I am designing the lighting system for 3 major office buildings. Around the building and in some balconies, the architect will specify some green areas and small gardens. The architect is suggesting to install some uplight along the garden, in some cases under small trees and others just in the grass. As far as I understand, uplight under the tree can be considered "landscape lighting" and therefore is exempt from light pollution requirements. Right?
My doubt is for the remaing areas, where luminaires are installed in the grass. Is this lighting also exempt?
Please note that there is more external lighting in the project, but all that is complying with requirements.
Bill Swanson
Sr.
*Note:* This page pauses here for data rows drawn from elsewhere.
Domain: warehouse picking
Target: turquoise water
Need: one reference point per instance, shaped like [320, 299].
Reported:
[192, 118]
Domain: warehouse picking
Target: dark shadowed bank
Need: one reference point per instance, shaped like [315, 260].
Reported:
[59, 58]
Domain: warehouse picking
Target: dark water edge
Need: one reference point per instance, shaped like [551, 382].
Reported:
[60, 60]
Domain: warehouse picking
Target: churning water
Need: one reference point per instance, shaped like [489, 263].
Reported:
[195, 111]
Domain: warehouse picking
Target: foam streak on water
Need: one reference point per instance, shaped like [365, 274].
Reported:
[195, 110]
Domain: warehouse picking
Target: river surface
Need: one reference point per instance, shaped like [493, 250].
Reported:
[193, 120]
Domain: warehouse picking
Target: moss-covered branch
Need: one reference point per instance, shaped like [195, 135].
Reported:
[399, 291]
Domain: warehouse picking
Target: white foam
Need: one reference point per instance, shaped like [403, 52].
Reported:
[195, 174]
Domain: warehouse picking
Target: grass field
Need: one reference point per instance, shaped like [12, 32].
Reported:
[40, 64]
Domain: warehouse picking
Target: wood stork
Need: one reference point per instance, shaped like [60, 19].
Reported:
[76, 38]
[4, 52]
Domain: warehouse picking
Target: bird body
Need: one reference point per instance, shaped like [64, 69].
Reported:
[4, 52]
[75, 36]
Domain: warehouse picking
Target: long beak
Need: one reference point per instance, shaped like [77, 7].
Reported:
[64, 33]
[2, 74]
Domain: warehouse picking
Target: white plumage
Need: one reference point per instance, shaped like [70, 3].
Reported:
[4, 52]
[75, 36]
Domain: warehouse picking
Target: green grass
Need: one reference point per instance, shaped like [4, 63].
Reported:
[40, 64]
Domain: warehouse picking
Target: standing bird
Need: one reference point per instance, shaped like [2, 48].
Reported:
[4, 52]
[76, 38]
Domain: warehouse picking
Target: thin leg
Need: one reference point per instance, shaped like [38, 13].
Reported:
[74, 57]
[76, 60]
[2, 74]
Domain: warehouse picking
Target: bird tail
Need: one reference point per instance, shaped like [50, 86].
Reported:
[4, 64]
Electrical EngineerIntegrated Design Solutions
LEEDuser Expert
734 thumbs up
March 9, 2018 - 4:40 pm
A few things.
1. The wattage for all of this lighting still needs to be counted. The exemption only applies to uplight and light trespass requirements.
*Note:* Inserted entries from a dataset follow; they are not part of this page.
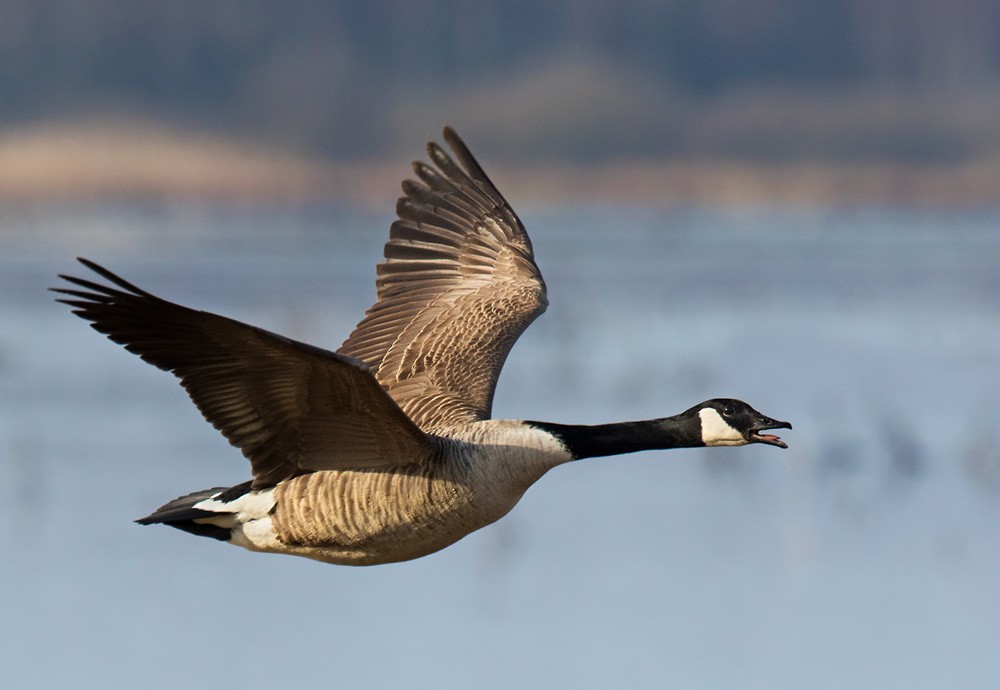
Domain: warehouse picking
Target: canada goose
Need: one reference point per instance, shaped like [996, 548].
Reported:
[385, 450]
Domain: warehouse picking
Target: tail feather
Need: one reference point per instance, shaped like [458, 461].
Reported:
[182, 514]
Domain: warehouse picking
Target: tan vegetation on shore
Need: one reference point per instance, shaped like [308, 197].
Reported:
[130, 160]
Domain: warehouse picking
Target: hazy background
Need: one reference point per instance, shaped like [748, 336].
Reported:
[792, 202]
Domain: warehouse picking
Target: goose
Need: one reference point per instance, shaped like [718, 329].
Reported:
[385, 450]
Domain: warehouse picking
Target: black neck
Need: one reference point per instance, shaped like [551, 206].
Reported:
[626, 437]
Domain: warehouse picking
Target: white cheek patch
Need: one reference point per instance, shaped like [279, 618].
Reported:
[715, 431]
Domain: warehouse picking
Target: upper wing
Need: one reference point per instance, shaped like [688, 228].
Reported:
[288, 406]
[458, 286]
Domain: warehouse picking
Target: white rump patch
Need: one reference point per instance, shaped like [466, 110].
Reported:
[716, 431]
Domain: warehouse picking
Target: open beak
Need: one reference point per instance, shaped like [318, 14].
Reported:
[765, 423]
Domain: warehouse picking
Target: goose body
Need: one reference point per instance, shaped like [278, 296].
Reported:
[385, 450]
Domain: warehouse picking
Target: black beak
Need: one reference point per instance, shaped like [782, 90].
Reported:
[764, 423]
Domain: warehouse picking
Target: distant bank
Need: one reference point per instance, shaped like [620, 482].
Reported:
[83, 162]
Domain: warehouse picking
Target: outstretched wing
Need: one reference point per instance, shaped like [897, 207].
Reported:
[290, 407]
[457, 288]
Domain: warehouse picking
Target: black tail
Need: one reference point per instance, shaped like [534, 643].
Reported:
[182, 514]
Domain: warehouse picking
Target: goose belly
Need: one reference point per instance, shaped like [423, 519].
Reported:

2. The landscape lighting must be controlled separately from non-exempt lighting. It is only exempt in LZ3 & LZ4. And it must automatically turn off between midnight and 6am. No local override for the balconies.
3. There are many things that are a judgement call. I'm hesitant to call lighting in grass as "landscape lighting". But there is no firm rule that defines what is landscape lighting. If challenged by a Reviewer, how good of an argument can be made to defend this position? I don't like the lack of clarity between LZ2 and LZ3. It just comes down to a judgement call.